More: Waiting for Florence: Tales from the front lines of an approaching hurricane
More: Hurricane Florence slows as most dangerous phase begins near Wilmington, N.C.
Many of the residents there, although staying indoors, treated Thursday like any other day. Bingo in the afternoon. A tea party planned for the evening. Most televisions that were on showed newscasters braving the elements to cover Florence.
Lying next to his 88-year-old wife, Bob Derbyshire sang "Itsy Bitsy Spider." The room was dim since Joan Derbyshire had just woken up from a nap.
"She's been taking care of me before she got dementia, and so I've been taking care of her," Bob Derbyshire said.
Tuesday, the day Bob Derbyshire temporarily moved in with Joan Derbyshire, was the couple's 70th anniversary. The Baltimore natives moved to Wilmington about seven years ago to be closer to their children. They have a son in Raleigh, he said.
He was 19 and she was 18 when they married, and he later had a career in psychiatry, working at the University of Maryland medical school and a private psychiatric practice.
This is the first hurricane the Derbyshires have experienced since Joan Derbyshire began living at the Davis Community three years ago, but Bob Derbyshire said he's not concerned about Florence's potential impact.
"No, I don't worry about that. I could go anytime. It doesn't matter to me," he said. "At this age, you don't worry about that kind of thing."
Julie Rehder said they encouraged family members to stay in the facility so everyone could be together. Many visiting family members were provided cots, air mattresses or cushions to help them sleep.
"We're all kind of just pulling together. It's like a big campground almost," said Wayne Schaefer, the community's clinical coordinator.
Resident Laura Still was in a car crash in 1990 that left her with a traumatic brain injury. She spent 10 years in a coma before regaining consciousness. Thursday afternoon she was playing bingo with her fellow residents.
Born and raised in Wilmington, she's been through a lot of storms, she said. Florence didn't faze her.
"I'll just be here, weathering out the storm," she said, adding that the Davis Community should be a safe place to stick it out. "It's better than most."
About 300 people total are staying in the Davis Community, which had its hurricane shutters closed by Thursday.

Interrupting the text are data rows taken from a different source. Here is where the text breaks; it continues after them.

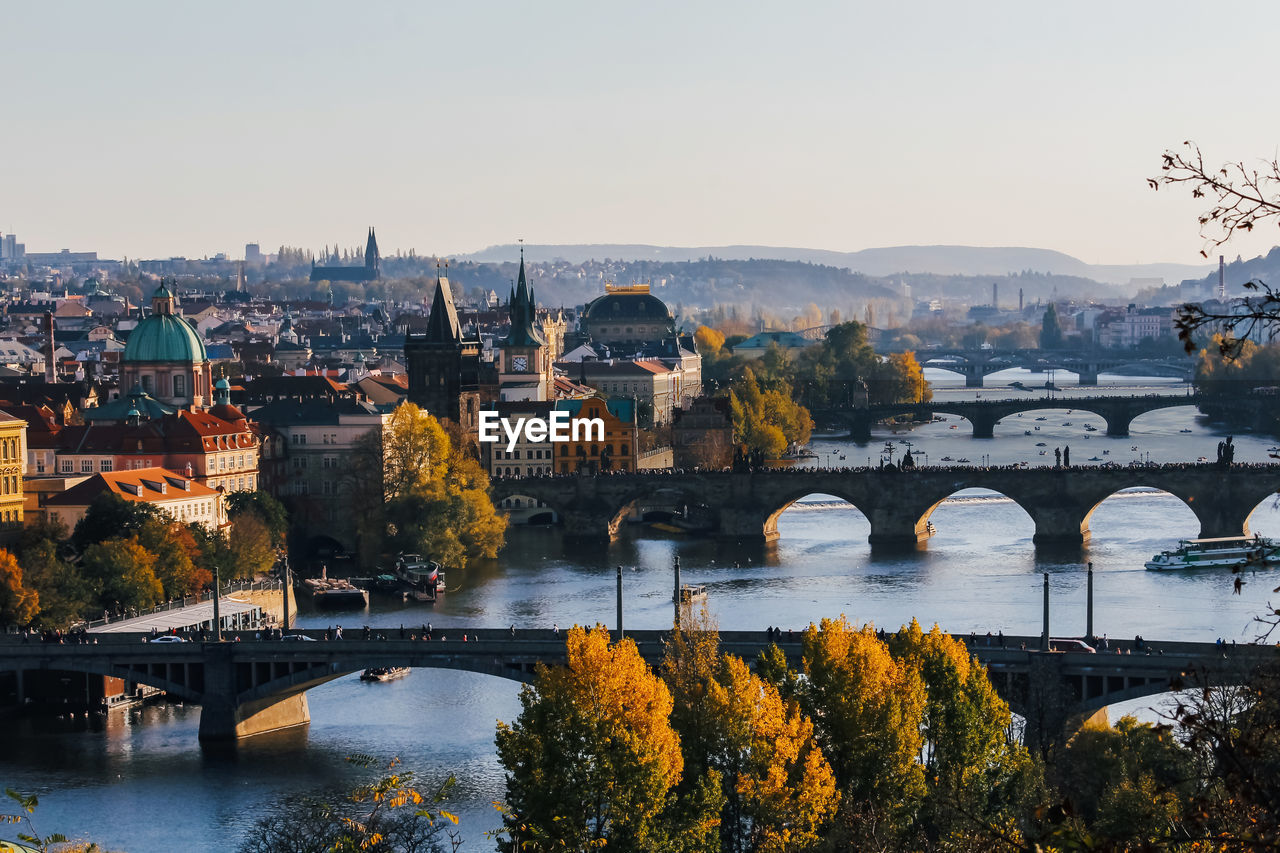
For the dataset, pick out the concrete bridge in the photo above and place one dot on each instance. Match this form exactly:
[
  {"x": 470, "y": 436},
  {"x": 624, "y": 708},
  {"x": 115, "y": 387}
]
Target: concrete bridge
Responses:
[
  {"x": 746, "y": 505},
  {"x": 248, "y": 687},
  {"x": 974, "y": 365},
  {"x": 986, "y": 414}
]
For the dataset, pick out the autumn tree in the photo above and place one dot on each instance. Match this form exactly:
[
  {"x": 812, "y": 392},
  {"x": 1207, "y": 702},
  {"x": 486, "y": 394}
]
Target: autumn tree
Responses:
[
  {"x": 767, "y": 422},
  {"x": 123, "y": 574},
  {"x": 417, "y": 489},
  {"x": 18, "y": 603},
  {"x": 593, "y": 756}
]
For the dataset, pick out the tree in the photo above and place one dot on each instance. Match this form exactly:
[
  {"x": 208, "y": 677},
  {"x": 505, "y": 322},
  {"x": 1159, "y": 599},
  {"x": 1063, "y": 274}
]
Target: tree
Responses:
[
  {"x": 417, "y": 489},
  {"x": 1051, "y": 331},
  {"x": 1243, "y": 197},
  {"x": 709, "y": 341},
  {"x": 123, "y": 574},
  {"x": 110, "y": 515},
  {"x": 18, "y": 603},
  {"x": 593, "y": 756}
]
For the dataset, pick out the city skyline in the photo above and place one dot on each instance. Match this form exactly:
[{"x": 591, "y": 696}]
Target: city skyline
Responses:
[{"x": 152, "y": 131}]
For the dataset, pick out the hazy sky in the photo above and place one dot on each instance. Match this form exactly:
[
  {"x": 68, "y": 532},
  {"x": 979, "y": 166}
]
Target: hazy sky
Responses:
[{"x": 174, "y": 128}]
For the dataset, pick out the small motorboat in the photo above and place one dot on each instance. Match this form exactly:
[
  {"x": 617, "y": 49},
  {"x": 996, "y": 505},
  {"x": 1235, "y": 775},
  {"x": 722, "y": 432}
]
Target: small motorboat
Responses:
[{"x": 384, "y": 673}]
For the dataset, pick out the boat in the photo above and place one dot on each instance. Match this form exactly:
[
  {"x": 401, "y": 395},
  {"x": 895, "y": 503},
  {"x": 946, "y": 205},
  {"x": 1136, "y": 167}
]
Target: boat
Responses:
[
  {"x": 336, "y": 593},
  {"x": 1221, "y": 552},
  {"x": 690, "y": 593},
  {"x": 384, "y": 673}
]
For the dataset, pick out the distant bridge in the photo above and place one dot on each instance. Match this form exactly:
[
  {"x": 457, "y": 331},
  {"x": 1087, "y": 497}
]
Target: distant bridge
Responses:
[
  {"x": 746, "y": 505},
  {"x": 252, "y": 687},
  {"x": 984, "y": 414},
  {"x": 974, "y": 365}
]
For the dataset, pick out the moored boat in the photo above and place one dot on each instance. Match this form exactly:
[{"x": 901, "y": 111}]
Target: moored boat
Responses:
[
  {"x": 1221, "y": 552},
  {"x": 384, "y": 673}
]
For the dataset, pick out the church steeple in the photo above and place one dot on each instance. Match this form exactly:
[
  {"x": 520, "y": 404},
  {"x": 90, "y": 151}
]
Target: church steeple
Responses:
[{"x": 371, "y": 259}]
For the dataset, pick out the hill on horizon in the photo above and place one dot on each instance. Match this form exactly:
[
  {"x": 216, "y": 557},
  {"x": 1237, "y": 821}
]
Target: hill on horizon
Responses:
[{"x": 942, "y": 260}]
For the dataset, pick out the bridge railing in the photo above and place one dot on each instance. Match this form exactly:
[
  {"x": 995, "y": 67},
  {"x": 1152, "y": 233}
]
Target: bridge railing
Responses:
[{"x": 186, "y": 601}]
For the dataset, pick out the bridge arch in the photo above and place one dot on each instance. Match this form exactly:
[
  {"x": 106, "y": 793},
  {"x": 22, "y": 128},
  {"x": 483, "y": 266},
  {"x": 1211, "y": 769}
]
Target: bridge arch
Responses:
[{"x": 790, "y": 500}]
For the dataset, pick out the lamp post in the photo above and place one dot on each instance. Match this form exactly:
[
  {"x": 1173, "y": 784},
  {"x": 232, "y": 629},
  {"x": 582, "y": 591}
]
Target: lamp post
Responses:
[
  {"x": 620, "y": 602},
  {"x": 218, "y": 614}
]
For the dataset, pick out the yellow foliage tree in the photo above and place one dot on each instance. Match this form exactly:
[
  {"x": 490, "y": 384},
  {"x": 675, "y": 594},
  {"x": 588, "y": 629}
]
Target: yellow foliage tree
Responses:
[
  {"x": 18, "y": 603},
  {"x": 592, "y": 756}
]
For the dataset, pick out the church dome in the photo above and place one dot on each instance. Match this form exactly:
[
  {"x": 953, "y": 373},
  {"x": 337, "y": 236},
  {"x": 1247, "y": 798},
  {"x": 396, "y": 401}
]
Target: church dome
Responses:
[{"x": 164, "y": 336}]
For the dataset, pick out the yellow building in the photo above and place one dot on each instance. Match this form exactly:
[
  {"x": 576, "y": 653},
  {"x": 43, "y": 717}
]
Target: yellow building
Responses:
[{"x": 13, "y": 456}]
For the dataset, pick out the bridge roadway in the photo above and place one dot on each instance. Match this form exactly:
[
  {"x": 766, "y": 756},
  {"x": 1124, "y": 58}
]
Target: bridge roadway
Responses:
[
  {"x": 247, "y": 685},
  {"x": 1087, "y": 364},
  {"x": 986, "y": 414},
  {"x": 746, "y": 505}
]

Staff staying there were allowed to bring their pets in. Andrea Zowalski, who works in food services and does most of the baking, brought her three cats – Kitt-Katt, Chu-Chu and Tyn-Tyn.
"There's my baby," she said, picking up Chu-Chu. "I'm definitely staying because I was worried about them being behind in the house so I wanted them with me. It made sense coming here."
Food will continue to be served to the residents and guests like any other day. Three extra truckloads of food were delivered this week to prep for the storm, the staff said.
Children also had access to the community game rooms to help keep them occupied and comfortable.
Rae Walton, 19, was playing Connect Four with his younger brother Thursday afternoon. Their mother is on staff.
"I don't really mind it, just as long as we're safe with my family," he said. "I'm enjoying making new friends along the way."
While some nursing homes with a chain of sister communities transported their residents to other facilities in advance of the storm, many felt it was best to shelter in place to avoid difficulties during relocation efforts.
"We're in the safest place," said Shannon Jordan, the Davis Community's admissions coordinator. "I wouldn't want to be anywhere else."